Can a SCSI cable be used to connect computers? I mean, can a
computer be daisychained with say a hard disk? In theory at
least? Using a special card?
+---+ +---+ +---+ |
| | +-+ | | | | +--/+ |
| A |===| |==| B |====| C |===| |==/~/==|
+---+ +-+ +---+ +---+ +---+ | Space
Computer HD Computer Computer Printer | Station
Here A has a standard SCSI controller, B and C have
'whatever it takes'. A uses HD as an ordinary /dev/sda1
(say), and pushes/pulls stuff from HD as per B and C's
request.

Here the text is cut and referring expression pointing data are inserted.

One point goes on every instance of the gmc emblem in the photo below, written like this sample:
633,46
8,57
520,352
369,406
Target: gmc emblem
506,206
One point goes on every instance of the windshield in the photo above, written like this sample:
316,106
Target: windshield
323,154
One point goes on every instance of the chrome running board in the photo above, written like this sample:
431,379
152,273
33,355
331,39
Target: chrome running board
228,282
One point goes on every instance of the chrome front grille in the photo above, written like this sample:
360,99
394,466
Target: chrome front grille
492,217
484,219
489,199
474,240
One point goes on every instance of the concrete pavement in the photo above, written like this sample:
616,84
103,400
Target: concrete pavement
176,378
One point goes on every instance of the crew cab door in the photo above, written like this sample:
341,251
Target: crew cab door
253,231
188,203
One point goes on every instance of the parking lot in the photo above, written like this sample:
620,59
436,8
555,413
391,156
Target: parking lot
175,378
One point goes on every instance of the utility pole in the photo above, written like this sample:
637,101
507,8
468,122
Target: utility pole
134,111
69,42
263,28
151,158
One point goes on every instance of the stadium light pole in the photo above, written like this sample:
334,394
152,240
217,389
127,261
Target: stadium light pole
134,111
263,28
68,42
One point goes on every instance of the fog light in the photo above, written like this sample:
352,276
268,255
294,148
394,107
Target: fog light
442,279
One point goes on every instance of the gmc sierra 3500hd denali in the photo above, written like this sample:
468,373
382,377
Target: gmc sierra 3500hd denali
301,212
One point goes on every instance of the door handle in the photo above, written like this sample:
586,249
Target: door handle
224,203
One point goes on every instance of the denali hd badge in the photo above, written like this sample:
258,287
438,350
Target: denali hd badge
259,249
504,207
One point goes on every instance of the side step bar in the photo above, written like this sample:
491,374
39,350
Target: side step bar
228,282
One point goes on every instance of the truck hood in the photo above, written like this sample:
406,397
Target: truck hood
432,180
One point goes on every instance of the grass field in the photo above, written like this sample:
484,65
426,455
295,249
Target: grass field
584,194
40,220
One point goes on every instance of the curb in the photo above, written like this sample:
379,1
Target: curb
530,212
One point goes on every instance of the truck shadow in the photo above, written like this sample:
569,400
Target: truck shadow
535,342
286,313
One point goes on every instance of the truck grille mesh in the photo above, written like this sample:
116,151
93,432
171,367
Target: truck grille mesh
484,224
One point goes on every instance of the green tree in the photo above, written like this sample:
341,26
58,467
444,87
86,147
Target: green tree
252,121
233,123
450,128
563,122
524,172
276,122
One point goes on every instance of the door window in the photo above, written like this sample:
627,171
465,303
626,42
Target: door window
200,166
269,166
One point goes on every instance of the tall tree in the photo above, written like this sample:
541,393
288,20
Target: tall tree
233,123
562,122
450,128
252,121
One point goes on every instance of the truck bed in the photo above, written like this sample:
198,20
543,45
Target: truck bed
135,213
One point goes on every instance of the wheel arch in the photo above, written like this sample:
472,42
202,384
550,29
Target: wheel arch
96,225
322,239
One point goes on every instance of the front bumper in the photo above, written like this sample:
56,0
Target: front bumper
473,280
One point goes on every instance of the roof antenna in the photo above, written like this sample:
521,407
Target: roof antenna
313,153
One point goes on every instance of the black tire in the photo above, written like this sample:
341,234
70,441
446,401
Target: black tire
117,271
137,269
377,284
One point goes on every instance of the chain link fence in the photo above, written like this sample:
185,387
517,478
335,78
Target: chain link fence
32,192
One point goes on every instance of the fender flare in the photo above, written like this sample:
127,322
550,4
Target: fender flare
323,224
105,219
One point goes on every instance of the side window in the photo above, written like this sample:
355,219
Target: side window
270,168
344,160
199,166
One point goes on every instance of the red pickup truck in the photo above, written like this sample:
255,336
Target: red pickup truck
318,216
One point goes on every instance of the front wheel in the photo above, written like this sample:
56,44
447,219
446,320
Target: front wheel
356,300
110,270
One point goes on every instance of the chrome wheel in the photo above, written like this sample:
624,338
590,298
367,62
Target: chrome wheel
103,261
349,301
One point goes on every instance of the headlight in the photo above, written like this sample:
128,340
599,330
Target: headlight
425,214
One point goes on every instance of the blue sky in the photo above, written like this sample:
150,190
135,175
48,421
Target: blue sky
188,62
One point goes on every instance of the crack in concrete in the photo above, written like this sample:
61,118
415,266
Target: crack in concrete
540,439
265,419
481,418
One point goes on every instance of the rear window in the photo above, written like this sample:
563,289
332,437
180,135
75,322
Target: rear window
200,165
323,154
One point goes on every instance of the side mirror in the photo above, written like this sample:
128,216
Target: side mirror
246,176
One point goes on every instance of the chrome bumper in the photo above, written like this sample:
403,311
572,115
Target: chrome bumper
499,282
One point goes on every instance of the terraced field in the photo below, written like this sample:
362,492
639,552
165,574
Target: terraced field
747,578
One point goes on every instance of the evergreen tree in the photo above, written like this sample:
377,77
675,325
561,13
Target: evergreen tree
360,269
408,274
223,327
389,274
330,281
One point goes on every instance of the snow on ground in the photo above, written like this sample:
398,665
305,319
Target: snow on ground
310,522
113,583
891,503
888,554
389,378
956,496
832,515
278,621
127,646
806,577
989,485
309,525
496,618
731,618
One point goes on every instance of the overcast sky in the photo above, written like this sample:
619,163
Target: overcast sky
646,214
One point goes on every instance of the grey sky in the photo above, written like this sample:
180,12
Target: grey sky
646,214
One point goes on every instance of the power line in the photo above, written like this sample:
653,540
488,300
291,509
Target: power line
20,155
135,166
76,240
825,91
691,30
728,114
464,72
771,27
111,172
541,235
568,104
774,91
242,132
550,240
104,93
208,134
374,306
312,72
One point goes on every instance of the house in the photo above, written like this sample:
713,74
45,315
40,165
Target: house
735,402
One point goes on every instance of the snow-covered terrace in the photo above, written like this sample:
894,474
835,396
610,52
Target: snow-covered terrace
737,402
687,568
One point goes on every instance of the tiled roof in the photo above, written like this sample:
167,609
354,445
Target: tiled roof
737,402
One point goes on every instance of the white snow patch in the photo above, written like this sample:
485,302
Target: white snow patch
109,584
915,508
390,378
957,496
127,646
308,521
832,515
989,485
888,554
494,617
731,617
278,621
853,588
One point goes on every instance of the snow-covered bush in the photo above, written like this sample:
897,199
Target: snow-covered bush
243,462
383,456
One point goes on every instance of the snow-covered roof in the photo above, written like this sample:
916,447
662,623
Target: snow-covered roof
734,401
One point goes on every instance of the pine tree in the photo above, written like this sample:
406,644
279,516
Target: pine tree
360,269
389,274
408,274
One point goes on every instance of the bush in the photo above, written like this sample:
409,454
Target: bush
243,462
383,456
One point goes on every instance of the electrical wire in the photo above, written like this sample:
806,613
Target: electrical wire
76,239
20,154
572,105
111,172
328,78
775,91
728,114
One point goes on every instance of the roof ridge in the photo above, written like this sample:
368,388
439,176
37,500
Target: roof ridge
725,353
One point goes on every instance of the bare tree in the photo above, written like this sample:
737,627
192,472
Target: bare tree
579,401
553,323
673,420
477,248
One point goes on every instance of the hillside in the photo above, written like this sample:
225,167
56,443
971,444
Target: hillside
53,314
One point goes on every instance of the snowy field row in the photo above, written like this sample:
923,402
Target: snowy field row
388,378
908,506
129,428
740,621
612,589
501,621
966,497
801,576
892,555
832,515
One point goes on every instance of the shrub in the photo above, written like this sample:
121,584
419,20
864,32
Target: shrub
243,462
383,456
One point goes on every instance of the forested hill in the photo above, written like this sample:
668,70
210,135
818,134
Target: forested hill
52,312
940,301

A is effectively a fileserver for B and C, and the
SCSI cable is effectively networking the machines. B and C
could even print on A's printer. Come to that, would A have
to be there? Probably, so that B and C don't muck up the HD.
Well, but if this makes sense, isn't it the same as just
having A, B and C on a separate network (say each with two
ethernet cards, one for the whole net, and the other a
'private' net just for filesharing)? I don't know, but I
think SCSI has less overhead because it assumes all "hosts"
are "trusted", (I've never heard of a SCSI drive having to
authentify itself), plus there's only one kind of
transmission (is there? I'm totally ignorant).
I'm probably not making any sense, or if I am somebody has
done this already. Anyhow I'll regret having sent this.